Il Professor Mandelli comunicò infatti a Fiorangela che le chemio di quei mesi avevano funzionato e che la remissione dalla malattia era completa. Le cellule cattive erano state annientate, ma mancava un altro importante step da affrontare: "sottopormi al trapianto del midollo, anzi all'autotrapianto, poiché nessuno dei miei familiari risultava essere compatibile. Il 15 aprile 1996 sono stata sottoposta all'autotrapianto di cellule staminali.
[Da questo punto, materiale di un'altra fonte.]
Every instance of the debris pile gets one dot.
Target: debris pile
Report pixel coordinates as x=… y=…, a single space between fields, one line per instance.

Da allora - afferma - il 15 aprile è divenuto il mio secondo compleanno che festeggio regolarmente con una grande festa e una mega torta". E' stato "un anno infernale, carico anche di ricordi bellissimi. Non dimenticherò mai il sostegno dei miei amici. Sotto la finestra dell'ospedale a cantare buon compleanno e a mostrare striscioni con su scritto 'la vera campionessa viene fuori nelle partite più importanti, dimostriamolo insieme, noi ci siamo!'".
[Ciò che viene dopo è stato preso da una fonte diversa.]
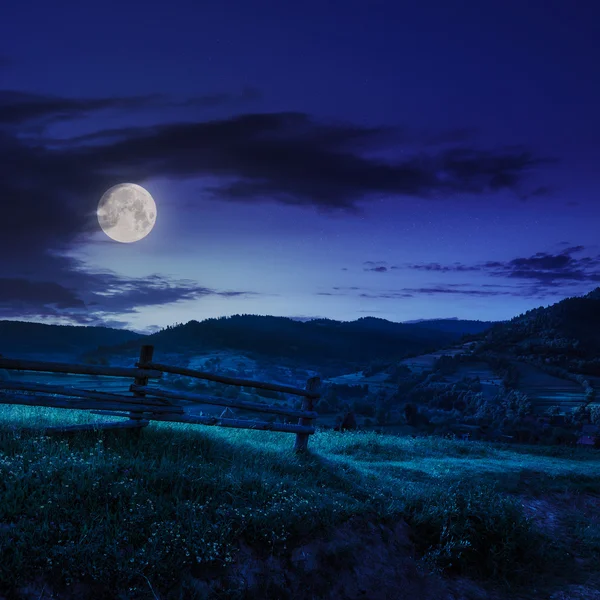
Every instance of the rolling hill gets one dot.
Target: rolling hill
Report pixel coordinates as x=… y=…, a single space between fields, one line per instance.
x=311 y=342
x=565 y=335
"Ed io oggi ci sono e posso gridare, 'ho vinto!'. Si ho vinto, grazie alla ricerca scientifica. In quel letto di ospedale - ricorda - ogni giorno ho ricevuto un infinto amore, donatomi dai medici, da infermieri e da straordinari volontari Ail. Ogni giorno al mio fianco, ogni giorno a non farti sentire solo nella battaglia ed ogni giorno accanto ai miei familiari, ospitati gratuitamente nelle Case Ail". La malattia, afferma Rosangela, "è un viaggio di andata e ritorno dall'inferno. Colpisce non solo il paziente ma l'intera famiglia. Negli anni, il dolore si trasforma in cicatrici che col tempo diventano invisibili ma che il tuo cuore custodirà per sempre. Da allora ad oggi sono ritornata sui campi da gioco della pallavolo, ho terminato il mio percorso di studi in Economia e provo a vivere come un treno che non fa fermate. Ma la cosa più importante è essere diventata volontaria Ail, fondatrice della sezione di Salerno e volontaria nei reparti pediatrici".
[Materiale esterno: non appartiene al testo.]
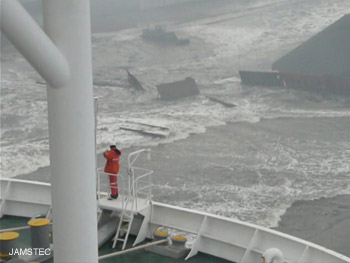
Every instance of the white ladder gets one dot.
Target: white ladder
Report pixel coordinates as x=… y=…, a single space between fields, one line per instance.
x=124 y=225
"Ai pazienti che soffrono e alle loro famiglie dico di non perdere mai la speranza. Sono stati fatti grandi passi avanti e sono stati ottenuti grandi risultati grazie anche ad un seme piantato circa 50 anni fa dal nostro fondatore, un dolce angelo chiamato Franco Mandelli. Oggi quel seme è diventato un imponente e maestoso albero con profonde radici, che ha trasformato - conclude - le malattie del sangue da incurabili a curabili, e in molti casi guaribili!".